2

I need to read a csv file in Spark with specific date-format. But I still end up with the date column interpreted as a general string instead of date.

Input csv file:

cat oo2.csv
date,something
2013.01.02,0
2013.03.21,0

with Spark 3.1.1 :

import org.apache.spark.sql.SparkSession

val spark:SparkSession = SparkSession.builder().master("local[*]")
    .appName("Hmmm")
    .getOrCreate()

val oo = spark.read.
  option("header","true").
  option("inferSchema","true").
  option("dateFormat","yyyy.MM.dd").
  csv("oo2.csv")

oo.printSchema()
oo.show()

I get:

root
 |-- date: string (nullable = true)
 |-- something: integer (nullable = true)
+----------+---------+
|      date|something|
+----------+---------+
|2013-01-02|        0|
|2013-03-21|        0|
+----------+---------+

Am I missing something? It should be simple, basically similar approach is described in: https://stackoverflow.com/a/46299504/1408096 but no joy...
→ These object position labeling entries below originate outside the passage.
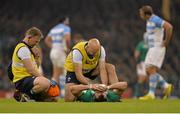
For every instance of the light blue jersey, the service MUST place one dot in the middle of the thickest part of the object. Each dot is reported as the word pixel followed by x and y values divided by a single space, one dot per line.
pixel 57 34
pixel 155 31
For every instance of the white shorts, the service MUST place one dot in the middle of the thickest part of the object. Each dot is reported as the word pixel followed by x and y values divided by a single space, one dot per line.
pixel 155 56
pixel 141 69
pixel 58 57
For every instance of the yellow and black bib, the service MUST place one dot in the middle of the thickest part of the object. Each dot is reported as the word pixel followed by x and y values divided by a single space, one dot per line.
pixel 87 63
pixel 18 70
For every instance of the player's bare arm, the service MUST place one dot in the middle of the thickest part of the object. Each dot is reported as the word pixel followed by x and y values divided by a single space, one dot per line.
pixel 118 85
pixel 168 33
pixel 31 68
pixel 103 73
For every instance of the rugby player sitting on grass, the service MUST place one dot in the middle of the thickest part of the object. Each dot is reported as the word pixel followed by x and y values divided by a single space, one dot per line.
pixel 97 92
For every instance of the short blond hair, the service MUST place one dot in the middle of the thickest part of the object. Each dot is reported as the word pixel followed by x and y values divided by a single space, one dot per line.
pixel 34 31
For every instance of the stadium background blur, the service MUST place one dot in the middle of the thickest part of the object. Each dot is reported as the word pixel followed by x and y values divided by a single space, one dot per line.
pixel 115 23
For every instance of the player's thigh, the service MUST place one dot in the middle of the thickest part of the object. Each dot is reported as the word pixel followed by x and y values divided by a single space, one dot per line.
pixel 141 69
pixel 42 82
pixel 155 56
pixel 67 90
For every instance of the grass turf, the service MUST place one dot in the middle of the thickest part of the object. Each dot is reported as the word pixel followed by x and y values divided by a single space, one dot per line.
pixel 130 105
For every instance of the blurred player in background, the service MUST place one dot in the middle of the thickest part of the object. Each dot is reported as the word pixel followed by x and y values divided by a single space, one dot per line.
pixel 85 62
pixel 97 92
pixel 156 29
pixel 139 55
pixel 38 56
pixel 23 71
pixel 58 39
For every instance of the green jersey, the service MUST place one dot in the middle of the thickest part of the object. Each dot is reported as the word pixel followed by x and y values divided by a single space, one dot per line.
pixel 142 48
pixel 89 96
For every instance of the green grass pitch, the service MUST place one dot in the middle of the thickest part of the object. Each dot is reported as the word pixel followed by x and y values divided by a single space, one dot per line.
pixel 130 105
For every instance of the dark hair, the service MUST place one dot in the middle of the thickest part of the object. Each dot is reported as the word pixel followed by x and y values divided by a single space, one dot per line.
pixel 147 9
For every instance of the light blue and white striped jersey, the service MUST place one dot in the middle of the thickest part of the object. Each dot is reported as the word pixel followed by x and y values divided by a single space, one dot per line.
pixel 57 34
pixel 155 31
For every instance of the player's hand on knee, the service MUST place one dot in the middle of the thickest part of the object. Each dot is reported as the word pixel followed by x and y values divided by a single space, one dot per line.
pixel 54 89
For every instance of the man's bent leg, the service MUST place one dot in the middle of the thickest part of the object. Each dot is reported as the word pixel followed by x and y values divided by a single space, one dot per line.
pixel 68 95
pixel 111 72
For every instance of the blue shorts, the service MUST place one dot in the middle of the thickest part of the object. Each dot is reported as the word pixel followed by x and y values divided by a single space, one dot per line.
pixel 71 77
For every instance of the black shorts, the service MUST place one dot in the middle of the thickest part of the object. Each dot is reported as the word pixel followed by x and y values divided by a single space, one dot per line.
pixel 25 85
pixel 71 77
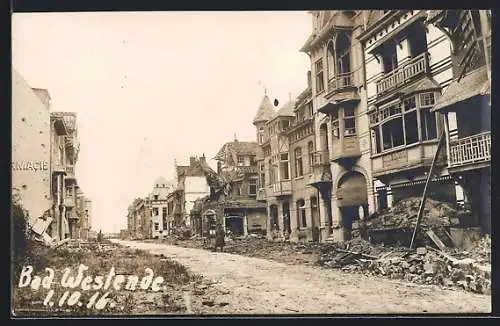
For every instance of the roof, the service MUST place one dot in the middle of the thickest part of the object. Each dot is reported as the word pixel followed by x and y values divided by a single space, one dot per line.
pixel 265 111
pixel 238 148
pixel 286 110
pixel 473 84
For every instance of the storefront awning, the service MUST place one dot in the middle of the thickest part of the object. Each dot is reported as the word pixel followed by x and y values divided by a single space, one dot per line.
pixel 473 84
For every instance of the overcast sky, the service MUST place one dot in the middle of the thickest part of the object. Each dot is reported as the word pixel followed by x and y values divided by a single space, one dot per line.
pixel 151 87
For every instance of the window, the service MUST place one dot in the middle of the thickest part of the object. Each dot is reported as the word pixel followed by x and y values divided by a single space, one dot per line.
pixel 272 178
pixel 310 152
pixel 376 140
pixel 299 170
pixel 241 160
pixel 261 135
pixel 410 120
pixel 320 83
pixel 389 57
pixel 349 122
pixel 252 188
pixel 428 125
pixel 392 133
pixel 301 214
pixel 284 167
pixel 343 47
pixel 310 109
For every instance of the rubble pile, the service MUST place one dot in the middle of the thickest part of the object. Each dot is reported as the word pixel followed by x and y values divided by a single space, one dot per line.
pixel 404 213
pixel 426 265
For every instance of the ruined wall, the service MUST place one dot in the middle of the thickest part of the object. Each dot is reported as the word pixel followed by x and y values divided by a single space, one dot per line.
pixel 30 147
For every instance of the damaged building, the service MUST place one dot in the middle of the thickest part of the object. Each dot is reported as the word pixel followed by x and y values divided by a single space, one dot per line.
pixel 45 152
pixel 385 87
pixel 232 200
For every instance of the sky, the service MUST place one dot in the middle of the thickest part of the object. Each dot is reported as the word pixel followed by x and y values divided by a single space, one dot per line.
pixel 150 88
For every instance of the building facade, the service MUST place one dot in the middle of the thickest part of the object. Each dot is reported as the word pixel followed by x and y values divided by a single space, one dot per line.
pixel 466 106
pixel 384 88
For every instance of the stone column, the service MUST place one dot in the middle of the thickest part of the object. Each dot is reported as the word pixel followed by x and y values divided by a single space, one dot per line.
pixel 294 237
pixel 268 223
pixel 337 227
pixel 245 225
pixel 389 197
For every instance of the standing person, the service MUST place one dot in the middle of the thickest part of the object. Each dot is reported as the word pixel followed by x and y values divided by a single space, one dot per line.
pixel 219 237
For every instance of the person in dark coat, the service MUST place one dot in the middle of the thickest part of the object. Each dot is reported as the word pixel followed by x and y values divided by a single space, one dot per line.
pixel 219 237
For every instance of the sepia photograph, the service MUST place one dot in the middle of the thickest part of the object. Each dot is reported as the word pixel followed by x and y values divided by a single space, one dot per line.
pixel 228 163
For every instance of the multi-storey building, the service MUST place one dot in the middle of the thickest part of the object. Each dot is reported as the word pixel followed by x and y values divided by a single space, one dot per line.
pixel 157 203
pixel 466 105
pixel 237 168
pixel 31 144
pixel 368 127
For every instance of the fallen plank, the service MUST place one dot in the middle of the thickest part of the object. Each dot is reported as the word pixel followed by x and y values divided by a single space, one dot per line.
pixel 436 239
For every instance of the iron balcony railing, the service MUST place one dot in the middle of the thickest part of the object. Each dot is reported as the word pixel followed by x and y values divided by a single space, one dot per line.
pixel 472 149
pixel 340 81
pixel 402 75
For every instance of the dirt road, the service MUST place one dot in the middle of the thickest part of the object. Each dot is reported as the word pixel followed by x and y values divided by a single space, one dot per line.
pixel 245 285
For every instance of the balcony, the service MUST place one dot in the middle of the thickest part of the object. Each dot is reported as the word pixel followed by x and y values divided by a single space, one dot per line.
pixel 261 195
pixel 470 150
pixel 346 149
pixel 342 87
pixel 403 75
pixel 280 188
pixel 418 155
pixel 69 201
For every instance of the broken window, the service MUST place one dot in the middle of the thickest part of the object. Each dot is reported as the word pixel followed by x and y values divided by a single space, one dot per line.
pixel 299 171
pixel 310 153
pixel 349 122
pixel 284 167
pixel 241 160
pixel 376 140
pixel 343 52
pixel 301 214
pixel 417 39
pixel 252 187
pixel 428 122
pixel 389 56
pixel 320 83
pixel 392 133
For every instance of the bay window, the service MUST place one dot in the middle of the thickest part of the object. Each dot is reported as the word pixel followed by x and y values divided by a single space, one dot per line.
pixel 349 122
pixel 284 167
pixel 299 169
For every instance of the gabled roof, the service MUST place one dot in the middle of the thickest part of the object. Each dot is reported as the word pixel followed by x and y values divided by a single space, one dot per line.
pixel 265 111
pixel 237 148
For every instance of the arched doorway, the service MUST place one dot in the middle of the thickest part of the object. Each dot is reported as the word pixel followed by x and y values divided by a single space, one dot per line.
pixel 352 199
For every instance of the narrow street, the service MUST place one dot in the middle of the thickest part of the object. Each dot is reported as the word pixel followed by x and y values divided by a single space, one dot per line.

ps if I try to parse the date outside Spark

import java.text.SimpleDateFormat

val a = new SimpleDateFormat("yyyy.MM.dd")
a.parse("2013.01.02")

It works perfectly fine

xhudik
  • 2,414
  • 1
  • 21
  • 39

1 Answers1

3

Spark cannot infer date type. There are 2 possibilities:

  1. Schema needs to be specified:
val df = spark.read
              .option("header",true)
              .option("dateFormat","yyyy.MM.dd")
              .schema("date date, something int")
              .csv("oo2.csv")
  1. a workaround like:
val oo = spark.read.
  option("header","true").
  //infer schema for other types
  option("inferSchema","true").
  csv("oo2.csv").
  //manually create a new column with date
  withColumn("new_date", to_date(col("date"),"yyyy.MM.dd."))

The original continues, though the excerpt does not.